C’est important, car ce sera le tremplin pour la présidence française de l’Union européenne. Et là aussi nous allons co-construire, j’aurais une grosse réunion interne avec les ministres du handicap le 9 mars. C’est juste après le dernier point après c’est devoir de réserve. Ce sera contraint, mais on va y arriver. Je sais pouvoir compter sur l’ensemble des équipes du CNCPH pour travailler de façon active, même avec des délais un peu courts. Et puis bien sur les assises ressources, je remercie Fabrice Lenglart, de pouvoir être à vos côtés. C’est un chantier au long cours. On ne doit rien oublier. J’ai certainement oublié des choses, mais en tout cas, bravo, merci. Ces universités d’été, qui ne sont pas encore en automne, presque, sont extrêmement riches. Je compte sur le secrétariat général du CIH pour nous faire une belle restitution et que je ferai moi-même au président de la République, très sensible à vos travaux.

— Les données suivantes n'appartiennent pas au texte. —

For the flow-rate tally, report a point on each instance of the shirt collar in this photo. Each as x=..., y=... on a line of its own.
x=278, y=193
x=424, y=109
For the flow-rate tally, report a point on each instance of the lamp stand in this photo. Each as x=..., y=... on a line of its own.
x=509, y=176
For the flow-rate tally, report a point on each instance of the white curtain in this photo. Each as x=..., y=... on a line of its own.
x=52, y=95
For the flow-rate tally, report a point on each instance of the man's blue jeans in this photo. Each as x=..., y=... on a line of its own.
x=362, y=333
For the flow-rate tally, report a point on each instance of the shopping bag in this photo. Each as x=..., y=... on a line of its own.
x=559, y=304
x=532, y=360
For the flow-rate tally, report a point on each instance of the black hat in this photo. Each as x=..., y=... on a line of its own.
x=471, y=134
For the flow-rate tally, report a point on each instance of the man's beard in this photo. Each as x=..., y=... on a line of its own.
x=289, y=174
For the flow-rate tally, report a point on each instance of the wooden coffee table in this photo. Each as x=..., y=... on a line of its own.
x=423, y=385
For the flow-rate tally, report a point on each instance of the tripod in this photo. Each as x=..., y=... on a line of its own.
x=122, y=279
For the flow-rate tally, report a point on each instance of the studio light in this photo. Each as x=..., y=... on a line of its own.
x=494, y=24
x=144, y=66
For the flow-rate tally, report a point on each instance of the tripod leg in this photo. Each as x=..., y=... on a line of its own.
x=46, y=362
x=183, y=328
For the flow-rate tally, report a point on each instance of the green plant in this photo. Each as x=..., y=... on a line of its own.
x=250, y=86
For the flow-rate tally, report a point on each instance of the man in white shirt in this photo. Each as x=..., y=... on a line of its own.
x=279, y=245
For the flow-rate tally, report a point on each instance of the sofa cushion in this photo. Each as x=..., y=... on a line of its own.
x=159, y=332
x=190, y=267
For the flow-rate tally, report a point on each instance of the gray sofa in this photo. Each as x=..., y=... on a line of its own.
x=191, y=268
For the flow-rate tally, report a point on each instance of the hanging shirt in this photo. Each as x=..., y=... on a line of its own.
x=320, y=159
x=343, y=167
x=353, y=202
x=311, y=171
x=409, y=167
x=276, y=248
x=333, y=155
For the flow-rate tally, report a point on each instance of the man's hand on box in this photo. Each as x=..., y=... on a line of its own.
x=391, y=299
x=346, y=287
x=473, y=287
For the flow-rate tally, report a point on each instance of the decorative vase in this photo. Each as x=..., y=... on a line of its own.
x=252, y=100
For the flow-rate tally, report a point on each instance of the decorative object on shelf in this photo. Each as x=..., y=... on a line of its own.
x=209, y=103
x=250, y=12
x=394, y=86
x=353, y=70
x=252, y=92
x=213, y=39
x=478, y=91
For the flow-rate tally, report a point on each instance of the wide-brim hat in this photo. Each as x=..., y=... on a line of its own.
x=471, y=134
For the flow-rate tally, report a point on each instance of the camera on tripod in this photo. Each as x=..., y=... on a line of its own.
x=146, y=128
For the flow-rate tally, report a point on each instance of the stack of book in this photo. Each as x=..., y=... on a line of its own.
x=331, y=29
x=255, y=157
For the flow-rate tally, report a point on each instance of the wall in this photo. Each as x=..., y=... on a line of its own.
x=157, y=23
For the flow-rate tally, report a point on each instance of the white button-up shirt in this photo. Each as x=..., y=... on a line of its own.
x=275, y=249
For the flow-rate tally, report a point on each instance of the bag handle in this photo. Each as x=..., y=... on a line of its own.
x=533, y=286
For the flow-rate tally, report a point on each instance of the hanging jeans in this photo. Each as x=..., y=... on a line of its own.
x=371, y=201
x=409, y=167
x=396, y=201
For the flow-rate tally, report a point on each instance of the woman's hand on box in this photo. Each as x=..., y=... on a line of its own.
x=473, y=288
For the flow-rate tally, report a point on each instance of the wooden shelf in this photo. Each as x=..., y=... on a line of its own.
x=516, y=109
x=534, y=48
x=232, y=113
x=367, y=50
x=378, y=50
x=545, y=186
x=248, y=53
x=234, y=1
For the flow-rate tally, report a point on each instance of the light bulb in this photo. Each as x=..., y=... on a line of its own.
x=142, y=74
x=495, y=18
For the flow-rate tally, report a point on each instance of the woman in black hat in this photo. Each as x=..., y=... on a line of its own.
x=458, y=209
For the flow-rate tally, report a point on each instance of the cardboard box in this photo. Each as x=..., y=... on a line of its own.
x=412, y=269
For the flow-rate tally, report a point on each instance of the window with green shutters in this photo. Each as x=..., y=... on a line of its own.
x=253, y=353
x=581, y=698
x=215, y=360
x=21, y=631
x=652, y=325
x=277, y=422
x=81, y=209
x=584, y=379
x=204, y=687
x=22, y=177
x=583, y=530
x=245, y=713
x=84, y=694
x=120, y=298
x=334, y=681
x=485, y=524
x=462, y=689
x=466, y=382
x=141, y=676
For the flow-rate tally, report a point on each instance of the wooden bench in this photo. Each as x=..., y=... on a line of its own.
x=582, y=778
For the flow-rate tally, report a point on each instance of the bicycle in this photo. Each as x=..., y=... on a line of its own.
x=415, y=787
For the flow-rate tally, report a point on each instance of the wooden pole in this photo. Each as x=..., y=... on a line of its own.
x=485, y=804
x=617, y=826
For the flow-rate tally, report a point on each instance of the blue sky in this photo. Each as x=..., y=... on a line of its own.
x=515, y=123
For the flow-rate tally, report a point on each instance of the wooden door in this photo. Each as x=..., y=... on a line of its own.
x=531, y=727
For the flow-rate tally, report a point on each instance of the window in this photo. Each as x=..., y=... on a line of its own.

Jérémie Boroy : Merci beaucoup pour ces perspectives. Le CNCPH va rester mobilisé encore longtemps dans les prochaines semaines. Nous avons une nouvelle saisine, celle de l’organisation d’un débat de société dans le prolongement des travaux du comité d’éthique pour nous emparer du sujet de l’accompagnement sexuel. Nous prenons cette responsabilité. Vous évoquez la présidence française de l’Union européenne. Nous allons donc partager avec vous des propositions pour que nous puissions prendre toute notre place dans ce moment important. Je vous remercie d’avoir rappelé le tweet du Président de la République qui fait référence à notre rencontre et nous invite à lui transmettre les conclusions de nos universités d’été. Merci pour ces perspectives. On ne partira pas sans remercier Planni-Presse qui a aussi permis la réalisation de cet événement. Sans eux et sans les les autres partenaires, nous ne serions pas là aujourd’hui. Je remercie Kristoff Fluder, qui nous a fait hurler de rire. J’espère qu’il est partant pour remettre ça ce soir. Merci à vous tous et j’espère que les 3èmes universités d’été l’année prochaine seront en présentiel.